A group of top international scientists including geneticists from RCSI has made a breakthrough in understanding human adaptation to high altitude environments.

The new study identifies a gene in Tibetan highlanders, who live high in the Himalayas, which allows them to thrive at altitudes more than two miles above sea level which induce serious altitude sickness in other populations. The findings are published in the prestigious science journal Proceedings of the National Academy of Sciences (PNAS) this week.

The study also has implications to a wider understanding of human health and fitness. Low oxygen levels (hypoxia) is a common problem in patients both at home and in hospital. The new research is a step towards understanding how an indigenous population deals with hypoxia. By identifying genes that have helped Tibetans adapt to hypoxia we can potentially develop new approaches to dealing with low oxygen in for example, intensive care patients.

People who live or travel at high altitude respond to the lack of oxygen by making more haemoglobin, the oxygen-carrying component of human blood.  Athletes often train at high altitude to increase haemoglobin concentration in order to process more oxygen when competing. However, high levels of haemoglobin at high altitude can cause altitude sickness.

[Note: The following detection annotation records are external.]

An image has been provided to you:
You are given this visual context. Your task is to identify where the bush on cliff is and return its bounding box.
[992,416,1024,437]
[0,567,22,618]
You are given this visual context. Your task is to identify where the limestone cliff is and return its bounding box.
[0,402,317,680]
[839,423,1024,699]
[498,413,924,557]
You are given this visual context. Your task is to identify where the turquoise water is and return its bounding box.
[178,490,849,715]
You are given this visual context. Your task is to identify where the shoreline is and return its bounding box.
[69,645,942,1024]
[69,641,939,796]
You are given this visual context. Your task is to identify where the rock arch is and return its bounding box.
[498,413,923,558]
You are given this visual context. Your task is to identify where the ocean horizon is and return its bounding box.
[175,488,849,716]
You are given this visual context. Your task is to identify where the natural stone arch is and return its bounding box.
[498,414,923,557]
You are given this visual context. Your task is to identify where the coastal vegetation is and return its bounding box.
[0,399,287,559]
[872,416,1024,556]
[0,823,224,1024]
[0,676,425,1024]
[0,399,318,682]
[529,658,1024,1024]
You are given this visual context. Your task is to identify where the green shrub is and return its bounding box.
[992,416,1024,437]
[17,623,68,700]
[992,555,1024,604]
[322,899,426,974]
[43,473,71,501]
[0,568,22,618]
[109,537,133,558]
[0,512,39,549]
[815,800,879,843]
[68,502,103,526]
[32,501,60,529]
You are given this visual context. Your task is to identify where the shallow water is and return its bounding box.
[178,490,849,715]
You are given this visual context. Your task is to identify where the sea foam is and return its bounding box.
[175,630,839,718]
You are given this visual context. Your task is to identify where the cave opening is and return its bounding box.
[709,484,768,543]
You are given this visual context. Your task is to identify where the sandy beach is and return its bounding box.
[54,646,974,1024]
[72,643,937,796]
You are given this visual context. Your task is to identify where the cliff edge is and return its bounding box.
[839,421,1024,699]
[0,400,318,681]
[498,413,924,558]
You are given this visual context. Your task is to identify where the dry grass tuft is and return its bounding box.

Tibetans have evolved physiologically to avoid altitude sickness by maintaining low haemoglobin concentrations.

To pinpoint the genetic variants underlying Tibetans’ relatively low haemoglobin levels, the researchers collected blood samples from nearly 200 Tibetan villagers living in three regions high in the Himalayas.

A senior author of the study, Dr Gianpiero Cavalleri, Biomedical Research Lecturer, RCSI, explained: “When we compared the DNA of the Tibetans to lowland Chinese we saw a genetic signature that was carried by almost all of the Tibetans but by very few of the Chinese. This same type is linked with low haemoglobin.”

The study findings are particularly significant because they are the first to show evidence for natural selection (evolution) at high altitude for a specific genetic site. The research highlights the effect of having, or not having, this gene on individuals attempting to live or travel at high altitude. The implications also extend to cardiovascular health and fitness. "Physiologists have known that high altitude populations in South America, Africa and the Himalaya have adapted in different ways to low oxygen environments. It seems nature has come up with different solutions to the same problem - there are probably many more genetic signals to be characterised and described,” Dr Cavalleri said.

The team’s findings will be published the week of 7 June in the early online edition of Proceedings of the National Academy of Sciences.